Жена Таня, или как ласково её звали Тотошка, была моложе Вячеслава лет на пятнадцать, и актёры в театре поговаривали, будто бы он увлёк девчонку своими кулинарными талантами и лёгким отношением к жизни. Сама Таня только усмехалась, мол, а что такого, ну нравится ей, как он рассказывает анекдоты и солит капусту с тмином. Капуста с тмином было ещё одним фирменным блюдом, которое все в театре обожали…

В общем, когда после премьеры спектакля вставал вопрос, куда всей толпой идти отмечать это грандиозное событие, то после секундных колебаний между буфетом и Славой чаша весов склонялась в сторону Славы. Жили они в бревенчатом доме, пахнущем древесиной и влагой, отчего казалось, что находишься в нерастопленной русской бане. Тотошка накрывала стол на застеклённой веранде, выставляла разносолы и пузатый графин с нежно-оранжевой мандариновкой. Слава обожал эти долгие, говорливые застолья, где можно было вслух смаковать тексты Бабеля, Мандельштама, Венечки Ерофеева, Хармса…

Когда Вячеслав прочитал рецепт коктейля «Слеза комсомолки» из ерофеевской поэмы «Москва ― Петушки», все быстренько наполнили рюмки и потянулись к закуске. «Славу-уля-я, ты чу-удный!.. ― растроганно запел звукооператор Жека, размахивая дымящимся блином. ― Я предлагаю выпить за настоящее Искусство!» И снова захрустели огурцы, загремели вилки, и над столом покатился смех и ни к чему не обязывающая болтовня.

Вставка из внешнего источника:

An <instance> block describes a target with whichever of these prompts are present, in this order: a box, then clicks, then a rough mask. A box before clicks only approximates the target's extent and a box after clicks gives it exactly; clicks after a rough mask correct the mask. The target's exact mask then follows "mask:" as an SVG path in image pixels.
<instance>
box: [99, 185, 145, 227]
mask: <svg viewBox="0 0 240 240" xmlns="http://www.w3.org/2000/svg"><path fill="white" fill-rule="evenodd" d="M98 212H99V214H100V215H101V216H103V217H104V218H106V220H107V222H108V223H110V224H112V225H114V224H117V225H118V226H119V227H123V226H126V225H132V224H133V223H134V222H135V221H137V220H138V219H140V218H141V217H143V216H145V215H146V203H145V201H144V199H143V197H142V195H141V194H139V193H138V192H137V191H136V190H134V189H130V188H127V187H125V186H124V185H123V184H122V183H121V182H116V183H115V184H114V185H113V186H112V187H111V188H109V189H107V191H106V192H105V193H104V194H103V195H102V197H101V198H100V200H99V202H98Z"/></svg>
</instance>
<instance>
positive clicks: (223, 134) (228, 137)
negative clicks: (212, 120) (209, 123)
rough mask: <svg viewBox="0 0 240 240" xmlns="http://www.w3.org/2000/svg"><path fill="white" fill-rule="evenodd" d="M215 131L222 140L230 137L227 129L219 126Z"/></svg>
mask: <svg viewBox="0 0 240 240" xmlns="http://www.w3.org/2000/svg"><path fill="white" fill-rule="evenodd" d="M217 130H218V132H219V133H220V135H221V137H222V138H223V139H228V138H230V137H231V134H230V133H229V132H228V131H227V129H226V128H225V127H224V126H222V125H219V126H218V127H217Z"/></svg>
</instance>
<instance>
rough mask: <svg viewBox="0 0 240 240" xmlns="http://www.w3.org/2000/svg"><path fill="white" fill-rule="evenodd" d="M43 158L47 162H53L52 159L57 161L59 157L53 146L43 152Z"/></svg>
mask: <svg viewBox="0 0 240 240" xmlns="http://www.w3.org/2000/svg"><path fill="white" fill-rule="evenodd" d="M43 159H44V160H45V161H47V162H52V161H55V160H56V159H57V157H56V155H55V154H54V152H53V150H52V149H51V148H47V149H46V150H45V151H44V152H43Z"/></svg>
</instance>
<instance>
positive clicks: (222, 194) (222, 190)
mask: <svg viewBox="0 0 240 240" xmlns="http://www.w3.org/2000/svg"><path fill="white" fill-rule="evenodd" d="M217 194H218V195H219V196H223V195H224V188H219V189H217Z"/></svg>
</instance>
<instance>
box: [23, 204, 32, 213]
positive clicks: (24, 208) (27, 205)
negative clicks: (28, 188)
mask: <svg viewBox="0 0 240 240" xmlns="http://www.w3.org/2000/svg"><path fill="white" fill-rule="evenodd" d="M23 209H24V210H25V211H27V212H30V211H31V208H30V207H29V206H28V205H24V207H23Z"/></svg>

Потом, много лет спустя, эти вечеринки, порой длившиеся до рассвета, многие вспоминали с наслаждением и тихим восторгом.

И ещё ― у Вячеслава была давняя мечта купить моторную лодку с мощным мотором. «Жека, живём на Волге, а ведь разбитой посудины нету, ― сказал он со вздохом, когда они вышли покурить на крыльцо. ― Рыбалка, костерок. Ушица наваристая, тройная… с дымком… мм… Тройная уха ― это песня!» ― восклицал Слава и, не дожидаясь ответа, начинал живописать все прелести готовки рыбацкого блюда. Ещё Жека знал заветную мечту Славы проплыть всю Волгу на моторной лодке и добраться до Каспия. Ибо только там, утверждал он, можно отдохнуть душой и телом!